1. Identificeer de sleutel van de saxofoon. De meest voorkomende saxofoontoetsen zijn Bb (bes), Eb (es) en C.
2. Bepaal het intervalverschil tussen de geschreven noten en de toonsoort van de saxofoon.
Voor Bb-saxofoon:Geschreven noten worden één hele toon naar beneden getransponeerd.
Voor Eb-saxofoon:Geschreven noten worden met een grote terts naar boven getransponeerd.

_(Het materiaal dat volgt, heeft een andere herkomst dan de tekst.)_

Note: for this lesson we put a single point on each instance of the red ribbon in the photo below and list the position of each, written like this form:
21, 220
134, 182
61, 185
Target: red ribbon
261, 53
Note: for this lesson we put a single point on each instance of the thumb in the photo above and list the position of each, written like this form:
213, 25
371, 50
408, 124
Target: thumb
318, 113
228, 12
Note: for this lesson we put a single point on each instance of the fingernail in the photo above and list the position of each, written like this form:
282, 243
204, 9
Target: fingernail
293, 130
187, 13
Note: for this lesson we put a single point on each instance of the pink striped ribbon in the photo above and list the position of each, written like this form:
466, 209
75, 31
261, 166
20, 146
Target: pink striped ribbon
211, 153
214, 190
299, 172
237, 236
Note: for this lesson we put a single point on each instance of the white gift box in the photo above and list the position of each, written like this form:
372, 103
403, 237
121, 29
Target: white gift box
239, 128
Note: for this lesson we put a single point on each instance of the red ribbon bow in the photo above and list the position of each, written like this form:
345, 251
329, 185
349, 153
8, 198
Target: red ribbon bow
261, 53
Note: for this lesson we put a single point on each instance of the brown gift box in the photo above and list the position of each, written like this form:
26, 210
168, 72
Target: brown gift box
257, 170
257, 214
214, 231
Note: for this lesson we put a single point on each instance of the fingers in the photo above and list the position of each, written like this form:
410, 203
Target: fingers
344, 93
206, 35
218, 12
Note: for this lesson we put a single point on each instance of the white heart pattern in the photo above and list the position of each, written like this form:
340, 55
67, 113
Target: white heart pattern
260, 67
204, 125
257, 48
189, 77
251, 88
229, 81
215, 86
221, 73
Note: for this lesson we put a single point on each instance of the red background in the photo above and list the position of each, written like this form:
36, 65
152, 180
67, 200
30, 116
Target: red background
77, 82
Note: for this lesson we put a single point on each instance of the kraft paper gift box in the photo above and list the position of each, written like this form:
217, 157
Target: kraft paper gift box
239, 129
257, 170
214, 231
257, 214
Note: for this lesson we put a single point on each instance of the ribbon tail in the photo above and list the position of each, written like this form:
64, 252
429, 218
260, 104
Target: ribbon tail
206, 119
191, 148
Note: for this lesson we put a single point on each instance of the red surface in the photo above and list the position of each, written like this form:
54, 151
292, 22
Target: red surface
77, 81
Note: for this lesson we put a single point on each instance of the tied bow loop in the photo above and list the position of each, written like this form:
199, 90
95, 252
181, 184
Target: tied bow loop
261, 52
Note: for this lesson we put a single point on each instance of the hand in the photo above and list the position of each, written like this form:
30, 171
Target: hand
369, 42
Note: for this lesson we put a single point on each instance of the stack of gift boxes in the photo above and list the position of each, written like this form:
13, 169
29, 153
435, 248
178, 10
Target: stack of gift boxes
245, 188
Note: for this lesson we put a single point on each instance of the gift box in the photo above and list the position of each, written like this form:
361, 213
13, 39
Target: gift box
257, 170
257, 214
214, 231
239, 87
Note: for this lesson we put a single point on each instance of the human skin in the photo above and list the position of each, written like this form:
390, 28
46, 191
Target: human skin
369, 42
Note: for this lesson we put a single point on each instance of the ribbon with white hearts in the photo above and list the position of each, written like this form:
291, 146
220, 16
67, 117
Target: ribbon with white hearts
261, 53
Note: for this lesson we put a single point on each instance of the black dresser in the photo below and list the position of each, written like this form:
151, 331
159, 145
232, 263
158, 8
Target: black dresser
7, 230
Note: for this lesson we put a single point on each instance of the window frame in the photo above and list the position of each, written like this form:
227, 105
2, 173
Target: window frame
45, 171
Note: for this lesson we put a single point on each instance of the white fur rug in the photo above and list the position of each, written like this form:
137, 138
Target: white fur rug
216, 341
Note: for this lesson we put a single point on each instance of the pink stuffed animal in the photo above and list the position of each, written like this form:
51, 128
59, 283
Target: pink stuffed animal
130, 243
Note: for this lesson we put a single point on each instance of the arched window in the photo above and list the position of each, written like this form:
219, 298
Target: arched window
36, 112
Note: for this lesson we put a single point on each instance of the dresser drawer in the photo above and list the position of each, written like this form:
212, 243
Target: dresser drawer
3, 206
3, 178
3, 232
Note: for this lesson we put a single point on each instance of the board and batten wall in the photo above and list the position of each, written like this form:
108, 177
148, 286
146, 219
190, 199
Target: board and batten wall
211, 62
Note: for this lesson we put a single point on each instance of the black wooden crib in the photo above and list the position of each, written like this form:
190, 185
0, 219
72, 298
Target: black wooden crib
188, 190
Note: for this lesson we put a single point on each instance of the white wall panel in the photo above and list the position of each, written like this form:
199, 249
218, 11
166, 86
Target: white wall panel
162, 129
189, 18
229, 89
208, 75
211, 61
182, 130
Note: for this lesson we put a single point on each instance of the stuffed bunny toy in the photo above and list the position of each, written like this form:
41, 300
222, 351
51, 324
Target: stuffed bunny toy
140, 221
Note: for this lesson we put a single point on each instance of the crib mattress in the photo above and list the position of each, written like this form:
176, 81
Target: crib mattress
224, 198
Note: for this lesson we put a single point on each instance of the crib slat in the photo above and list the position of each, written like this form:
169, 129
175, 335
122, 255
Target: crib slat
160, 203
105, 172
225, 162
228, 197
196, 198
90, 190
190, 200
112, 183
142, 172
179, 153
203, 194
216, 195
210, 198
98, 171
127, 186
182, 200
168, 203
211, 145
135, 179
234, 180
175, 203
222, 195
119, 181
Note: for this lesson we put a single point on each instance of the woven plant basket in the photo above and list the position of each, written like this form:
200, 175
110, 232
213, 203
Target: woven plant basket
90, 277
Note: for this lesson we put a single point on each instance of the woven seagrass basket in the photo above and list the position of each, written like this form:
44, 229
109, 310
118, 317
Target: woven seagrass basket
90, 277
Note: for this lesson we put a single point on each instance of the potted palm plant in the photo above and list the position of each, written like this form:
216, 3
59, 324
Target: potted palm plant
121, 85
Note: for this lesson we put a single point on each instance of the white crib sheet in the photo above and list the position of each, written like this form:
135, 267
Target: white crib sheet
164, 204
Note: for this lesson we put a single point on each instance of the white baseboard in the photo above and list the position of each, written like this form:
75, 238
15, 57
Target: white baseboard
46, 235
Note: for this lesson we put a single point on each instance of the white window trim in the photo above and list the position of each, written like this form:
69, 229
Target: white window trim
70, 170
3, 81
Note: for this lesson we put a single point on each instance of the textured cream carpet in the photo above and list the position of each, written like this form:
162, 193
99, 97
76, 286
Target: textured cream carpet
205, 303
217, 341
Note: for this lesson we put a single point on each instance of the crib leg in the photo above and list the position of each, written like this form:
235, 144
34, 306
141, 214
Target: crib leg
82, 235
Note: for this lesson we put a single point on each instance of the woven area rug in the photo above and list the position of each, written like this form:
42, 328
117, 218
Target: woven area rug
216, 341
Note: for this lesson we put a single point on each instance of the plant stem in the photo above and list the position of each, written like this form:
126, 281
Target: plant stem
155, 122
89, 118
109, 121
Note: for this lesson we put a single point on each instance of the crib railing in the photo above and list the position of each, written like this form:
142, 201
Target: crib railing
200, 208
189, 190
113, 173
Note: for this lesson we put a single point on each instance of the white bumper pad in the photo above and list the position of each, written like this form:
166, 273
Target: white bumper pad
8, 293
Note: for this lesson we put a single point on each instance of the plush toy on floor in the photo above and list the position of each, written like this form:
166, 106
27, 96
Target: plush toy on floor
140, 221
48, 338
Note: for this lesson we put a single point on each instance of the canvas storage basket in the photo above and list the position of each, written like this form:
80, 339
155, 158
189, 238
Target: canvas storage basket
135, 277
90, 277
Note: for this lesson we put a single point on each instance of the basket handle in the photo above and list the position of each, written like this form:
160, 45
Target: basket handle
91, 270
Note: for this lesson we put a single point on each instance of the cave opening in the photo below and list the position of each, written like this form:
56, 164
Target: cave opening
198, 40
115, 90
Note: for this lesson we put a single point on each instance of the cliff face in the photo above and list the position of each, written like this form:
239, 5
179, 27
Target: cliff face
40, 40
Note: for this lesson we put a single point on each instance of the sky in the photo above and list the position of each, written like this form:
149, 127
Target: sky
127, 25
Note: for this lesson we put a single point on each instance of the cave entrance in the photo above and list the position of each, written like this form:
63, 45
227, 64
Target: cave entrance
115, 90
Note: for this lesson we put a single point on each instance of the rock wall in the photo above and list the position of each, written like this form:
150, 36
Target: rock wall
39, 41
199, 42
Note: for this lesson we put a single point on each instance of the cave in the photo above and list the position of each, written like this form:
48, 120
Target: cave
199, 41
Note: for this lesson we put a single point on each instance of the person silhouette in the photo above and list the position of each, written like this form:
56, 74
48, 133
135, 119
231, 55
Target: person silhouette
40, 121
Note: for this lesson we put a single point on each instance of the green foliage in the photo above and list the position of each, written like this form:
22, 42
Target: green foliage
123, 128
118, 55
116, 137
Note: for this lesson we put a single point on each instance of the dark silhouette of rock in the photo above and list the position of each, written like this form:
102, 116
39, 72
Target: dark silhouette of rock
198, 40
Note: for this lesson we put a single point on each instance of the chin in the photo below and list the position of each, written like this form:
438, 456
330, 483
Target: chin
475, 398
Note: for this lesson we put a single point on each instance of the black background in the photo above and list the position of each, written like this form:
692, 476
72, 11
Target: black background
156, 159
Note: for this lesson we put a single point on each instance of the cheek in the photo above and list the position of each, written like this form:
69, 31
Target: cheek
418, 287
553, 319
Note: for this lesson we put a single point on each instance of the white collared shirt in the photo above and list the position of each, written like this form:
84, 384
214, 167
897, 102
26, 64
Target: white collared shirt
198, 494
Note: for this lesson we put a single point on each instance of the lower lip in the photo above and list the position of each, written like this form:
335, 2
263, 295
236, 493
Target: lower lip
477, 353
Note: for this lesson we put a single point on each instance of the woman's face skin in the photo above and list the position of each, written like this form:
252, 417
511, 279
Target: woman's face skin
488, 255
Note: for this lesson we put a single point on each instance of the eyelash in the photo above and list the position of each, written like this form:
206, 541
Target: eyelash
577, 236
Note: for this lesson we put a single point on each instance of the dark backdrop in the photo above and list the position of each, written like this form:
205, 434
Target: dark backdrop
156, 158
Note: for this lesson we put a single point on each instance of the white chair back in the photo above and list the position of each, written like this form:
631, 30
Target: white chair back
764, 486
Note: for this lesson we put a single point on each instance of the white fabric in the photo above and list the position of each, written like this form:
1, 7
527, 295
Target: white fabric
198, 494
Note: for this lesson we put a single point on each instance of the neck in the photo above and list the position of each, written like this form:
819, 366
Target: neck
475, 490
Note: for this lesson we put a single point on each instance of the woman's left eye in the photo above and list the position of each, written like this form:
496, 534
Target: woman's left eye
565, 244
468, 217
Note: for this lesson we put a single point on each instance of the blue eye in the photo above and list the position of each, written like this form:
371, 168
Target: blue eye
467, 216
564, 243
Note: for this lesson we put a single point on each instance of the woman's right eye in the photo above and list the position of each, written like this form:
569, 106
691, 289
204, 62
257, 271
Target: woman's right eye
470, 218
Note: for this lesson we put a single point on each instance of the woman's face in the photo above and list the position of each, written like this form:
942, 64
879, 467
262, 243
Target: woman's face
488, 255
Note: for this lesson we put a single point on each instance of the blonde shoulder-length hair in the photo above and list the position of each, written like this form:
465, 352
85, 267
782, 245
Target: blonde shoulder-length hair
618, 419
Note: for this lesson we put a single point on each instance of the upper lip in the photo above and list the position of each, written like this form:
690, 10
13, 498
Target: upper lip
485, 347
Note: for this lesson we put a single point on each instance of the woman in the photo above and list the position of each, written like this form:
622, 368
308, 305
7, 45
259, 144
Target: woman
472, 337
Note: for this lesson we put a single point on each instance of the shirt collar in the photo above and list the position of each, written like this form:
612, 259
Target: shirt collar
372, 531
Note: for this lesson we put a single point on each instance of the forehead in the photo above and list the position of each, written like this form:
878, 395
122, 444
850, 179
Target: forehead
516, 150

Voor C-saxofoon:Er is geen transpositie nodig.
3. Pas de transpositie toe op de geschreven noten.
Voor Bb-saxofoon:Als je een geschreven noot C ziet, speel je een Bb op de saxofoon.
Voor Eb-saxofoon:Als je een geschreven noot C ziet, speel je een E op de saxofoon.
Hier is een tabel met een samenvatting van de transpositie voor de meest voorkomende saxofoontoetsen:
| Schriftelijke notitie | Bb-saxofoon | Eb-saxofoon | C-saxofoon |
|---|---|---|---|
| C | BB | E | C |
| D | C | F# | D |
| E | DB | G | E |
| F | Eb | Een | F |
| G | F | BB | G |
| Een | GB | B | Een |
| B | Ab | C# | B |
Onthoud dat de toets van een saxofoon verwijst naar de noot die klinkt als u de laagste toets indrukt zonder op andere toetsen te drukken. De transpositie-aanpassingen zijn zo gemaakt dat de saxofoon in verschillende toonsoorten kan spelen en toch dezelfde vingerzettingspatronen kan gebruiken als de geschreven muziek.
Het is belangrijk op te merken dat sommige hedendaagse componisten saxofoonpartijen schrijven die niet zijn getransponeerd, dus controleer de muziek altijd nogmaals om er zeker van te zijn dat je correct transponeert. Daarnaast zijn er andere soorten saxofoons, zoals F- en bassaxofoons, die hun eigen transpositieconventies hebben.